One of the Minnesota State Fair's longest-running food vendors has turned off the ice cream machines for good.
Rainbow Ice Cream, which opened at the fair in 1929, is ending its run, along with the other stands in the Davis Concessions portfolio, including Lingonberry Ice Cream and Potato Man and Sweety. Equipment and ephemera, including vintage signage, were auctioned off this week.
"It's like selling the family farm," said Rainbow Ice Cream co-owner Maxine Davis, whose father Jim and uncle Barney founded the business. "Every August, everything stopped in our family and we all focused on the fair."
Only Hamline Church Dining Hall, which started in 1897, has been at the fair longer.
Rainbow Ice Cream and its sister concession stands last appeared at the fair in 2019, the business' 90th anniversary year. With the 2020 cancellation due to the coronavirus, 2021 was set to be a comeback year. But Greg Tetrault, co-owner and Davis' husband, was sick with a fast-moving cancer, and the family pulled out of the fair. Tetrault died Sept. 5.
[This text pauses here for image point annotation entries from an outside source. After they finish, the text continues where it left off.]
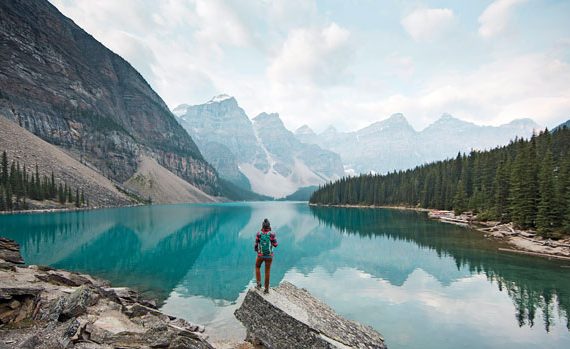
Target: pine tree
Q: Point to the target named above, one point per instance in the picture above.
(547, 208)
(501, 185)
(77, 198)
(4, 177)
(61, 194)
(2, 203)
(459, 201)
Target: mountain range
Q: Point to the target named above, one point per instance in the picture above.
(263, 155)
(393, 144)
(66, 88)
(259, 154)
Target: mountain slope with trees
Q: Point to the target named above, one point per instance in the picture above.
(526, 182)
(65, 87)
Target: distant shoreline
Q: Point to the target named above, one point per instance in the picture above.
(65, 209)
(524, 241)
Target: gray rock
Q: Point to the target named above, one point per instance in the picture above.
(10, 251)
(77, 303)
(289, 317)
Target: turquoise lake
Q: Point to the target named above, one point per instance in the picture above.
(420, 283)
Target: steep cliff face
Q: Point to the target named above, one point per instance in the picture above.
(60, 83)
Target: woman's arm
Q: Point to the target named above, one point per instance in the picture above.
(257, 237)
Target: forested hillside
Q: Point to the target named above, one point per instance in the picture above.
(526, 182)
(18, 185)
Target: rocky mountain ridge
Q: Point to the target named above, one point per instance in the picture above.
(64, 86)
(393, 144)
(259, 154)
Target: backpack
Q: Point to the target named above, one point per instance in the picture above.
(265, 246)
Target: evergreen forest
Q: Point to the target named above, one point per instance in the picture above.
(526, 182)
(19, 186)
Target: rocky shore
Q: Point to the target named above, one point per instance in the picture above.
(289, 317)
(522, 241)
(41, 307)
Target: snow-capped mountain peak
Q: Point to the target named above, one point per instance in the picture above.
(180, 110)
(219, 98)
(304, 130)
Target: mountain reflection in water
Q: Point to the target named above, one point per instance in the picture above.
(419, 282)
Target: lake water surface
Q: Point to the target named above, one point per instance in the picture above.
(418, 282)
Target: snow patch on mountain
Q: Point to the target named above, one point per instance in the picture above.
(219, 98)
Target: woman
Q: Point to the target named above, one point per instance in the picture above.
(265, 241)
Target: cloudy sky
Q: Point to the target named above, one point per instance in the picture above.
(347, 63)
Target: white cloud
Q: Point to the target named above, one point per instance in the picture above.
(313, 55)
(495, 18)
(220, 24)
(533, 85)
(302, 65)
(428, 24)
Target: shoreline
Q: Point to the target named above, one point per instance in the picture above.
(525, 242)
(65, 209)
(46, 307)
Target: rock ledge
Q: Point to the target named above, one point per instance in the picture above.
(289, 317)
(41, 307)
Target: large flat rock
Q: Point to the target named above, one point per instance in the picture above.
(290, 317)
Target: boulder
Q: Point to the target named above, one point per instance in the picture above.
(289, 317)
(10, 251)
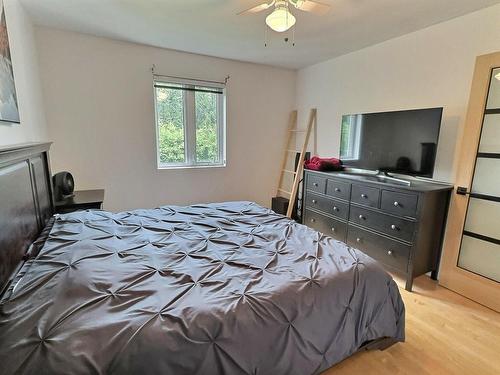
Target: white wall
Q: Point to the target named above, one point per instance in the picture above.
(25, 65)
(429, 68)
(99, 106)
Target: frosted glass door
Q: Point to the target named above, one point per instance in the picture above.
(480, 247)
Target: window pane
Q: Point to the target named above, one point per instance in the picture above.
(170, 115)
(207, 145)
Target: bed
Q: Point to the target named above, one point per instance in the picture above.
(225, 288)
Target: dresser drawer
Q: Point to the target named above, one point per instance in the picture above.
(327, 225)
(316, 183)
(390, 225)
(338, 189)
(399, 203)
(327, 205)
(389, 252)
(365, 195)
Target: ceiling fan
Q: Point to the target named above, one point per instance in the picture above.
(281, 19)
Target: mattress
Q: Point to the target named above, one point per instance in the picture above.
(227, 288)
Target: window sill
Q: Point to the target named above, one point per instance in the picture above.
(167, 167)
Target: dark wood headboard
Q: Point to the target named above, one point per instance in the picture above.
(26, 202)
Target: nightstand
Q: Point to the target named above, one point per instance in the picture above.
(82, 200)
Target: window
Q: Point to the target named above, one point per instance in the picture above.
(350, 137)
(190, 123)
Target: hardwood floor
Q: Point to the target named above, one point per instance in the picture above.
(445, 334)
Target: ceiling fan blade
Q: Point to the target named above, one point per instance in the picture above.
(257, 9)
(313, 6)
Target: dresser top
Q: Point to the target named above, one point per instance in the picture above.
(416, 184)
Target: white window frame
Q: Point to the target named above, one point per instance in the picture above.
(354, 138)
(190, 123)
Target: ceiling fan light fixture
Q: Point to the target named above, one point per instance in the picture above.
(281, 19)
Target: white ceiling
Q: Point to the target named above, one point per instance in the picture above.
(211, 27)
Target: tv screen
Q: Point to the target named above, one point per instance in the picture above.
(400, 142)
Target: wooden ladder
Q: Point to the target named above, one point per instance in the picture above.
(291, 151)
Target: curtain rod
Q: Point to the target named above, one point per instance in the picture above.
(189, 79)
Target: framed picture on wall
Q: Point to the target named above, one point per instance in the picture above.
(9, 111)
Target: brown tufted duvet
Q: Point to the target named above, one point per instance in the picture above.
(228, 288)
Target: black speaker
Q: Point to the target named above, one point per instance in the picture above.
(64, 185)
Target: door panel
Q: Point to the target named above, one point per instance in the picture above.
(483, 217)
(486, 177)
(494, 91)
(471, 253)
(490, 136)
(481, 257)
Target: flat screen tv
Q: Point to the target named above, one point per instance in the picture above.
(399, 142)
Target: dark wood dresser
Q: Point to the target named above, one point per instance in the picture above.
(400, 226)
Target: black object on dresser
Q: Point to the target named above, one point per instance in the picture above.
(81, 200)
(400, 226)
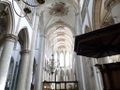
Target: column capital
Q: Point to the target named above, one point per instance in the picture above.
(77, 13)
(42, 35)
(25, 51)
(11, 37)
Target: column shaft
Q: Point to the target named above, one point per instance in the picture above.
(32, 54)
(39, 73)
(22, 75)
(5, 59)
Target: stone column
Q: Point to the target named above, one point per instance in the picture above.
(22, 75)
(39, 71)
(79, 62)
(32, 53)
(5, 59)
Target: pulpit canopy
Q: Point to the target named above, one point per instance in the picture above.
(99, 43)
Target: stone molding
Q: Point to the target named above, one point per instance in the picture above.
(11, 37)
(25, 51)
(109, 4)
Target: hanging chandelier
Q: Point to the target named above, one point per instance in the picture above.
(41, 1)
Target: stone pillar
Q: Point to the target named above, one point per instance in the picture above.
(5, 59)
(22, 75)
(39, 71)
(32, 53)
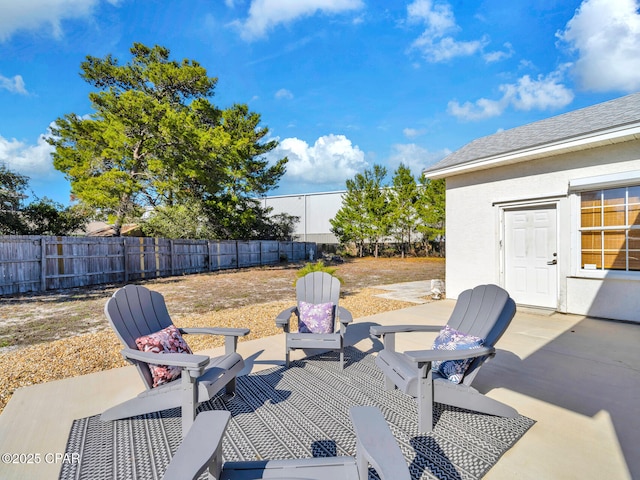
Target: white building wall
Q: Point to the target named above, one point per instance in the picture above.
(315, 211)
(474, 253)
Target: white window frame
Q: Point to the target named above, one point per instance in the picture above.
(590, 184)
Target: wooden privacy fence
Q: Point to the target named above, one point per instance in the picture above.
(38, 263)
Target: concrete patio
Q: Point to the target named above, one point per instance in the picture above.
(576, 377)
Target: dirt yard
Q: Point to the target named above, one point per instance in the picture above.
(50, 336)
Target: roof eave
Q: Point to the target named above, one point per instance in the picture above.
(611, 136)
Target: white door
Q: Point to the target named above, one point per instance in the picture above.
(530, 253)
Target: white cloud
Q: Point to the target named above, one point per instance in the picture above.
(543, 93)
(34, 161)
(284, 94)
(266, 14)
(436, 42)
(14, 85)
(413, 132)
(36, 14)
(413, 156)
(606, 36)
(331, 159)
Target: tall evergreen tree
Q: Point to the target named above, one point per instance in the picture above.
(432, 212)
(403, 207)
(155, 139)
(362, 219)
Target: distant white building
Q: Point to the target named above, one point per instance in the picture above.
(315, 210)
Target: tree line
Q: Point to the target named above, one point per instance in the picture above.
(403, 214)
(157, 152)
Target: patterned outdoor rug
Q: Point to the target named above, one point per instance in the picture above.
(299, 412)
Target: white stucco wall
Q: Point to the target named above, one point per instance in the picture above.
(315, 211)
(474, 202)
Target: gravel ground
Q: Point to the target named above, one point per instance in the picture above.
(232, 299)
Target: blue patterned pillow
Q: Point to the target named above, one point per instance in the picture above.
(450, 339)
(315, 317)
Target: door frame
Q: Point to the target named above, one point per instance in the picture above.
(527, 205)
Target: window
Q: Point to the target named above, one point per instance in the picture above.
(610, 229)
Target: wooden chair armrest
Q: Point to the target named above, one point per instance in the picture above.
(380, 330)
(236, 332)
(284, 317)
(194, 363)
(201, 448)
(344, 316)
(376, 445)
(425, 356)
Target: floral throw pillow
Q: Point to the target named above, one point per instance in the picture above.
(315, 317)
(167, 340)
(451, 339)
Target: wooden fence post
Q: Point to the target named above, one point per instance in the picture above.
(43, 264)
(171, 259)
(125, 270)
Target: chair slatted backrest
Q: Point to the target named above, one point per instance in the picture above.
(485, 311)
(134, 311)
(319, 287)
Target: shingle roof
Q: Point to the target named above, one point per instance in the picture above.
(578, 123)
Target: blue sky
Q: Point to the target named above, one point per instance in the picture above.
(341, 84)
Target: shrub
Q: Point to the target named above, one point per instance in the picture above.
(319, 266)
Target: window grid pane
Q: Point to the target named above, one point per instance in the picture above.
(609, 221)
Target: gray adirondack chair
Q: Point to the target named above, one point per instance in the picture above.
(485, 311)
(134, 311)
(316, 287)
(375, 445)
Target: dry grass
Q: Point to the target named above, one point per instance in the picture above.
(65, 334)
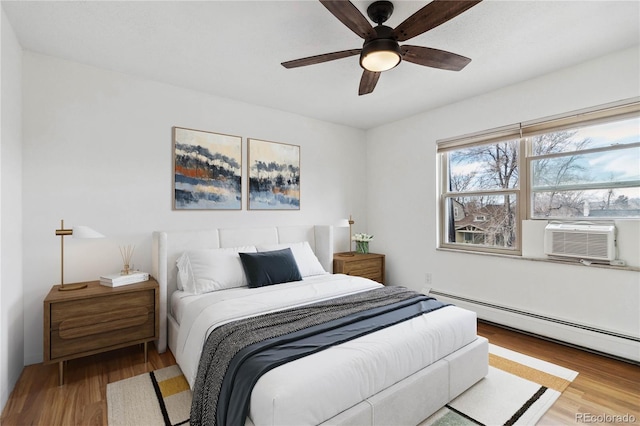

"Family comes first, and we just thought, maybe this is time, and it is," Davis said. "We're very sad. Sad isn't even the word."
"The Davis family played an enormous role at the State Fair, and in some way touched nearly every fair visitor for almost a century," said Jerry Hammer, Minnesota State Fair general manager. "We're saddened by the loss of our good friend Greg Tetrault, but grateful for the joy that he and the Davis family brought to generations of fairgoers."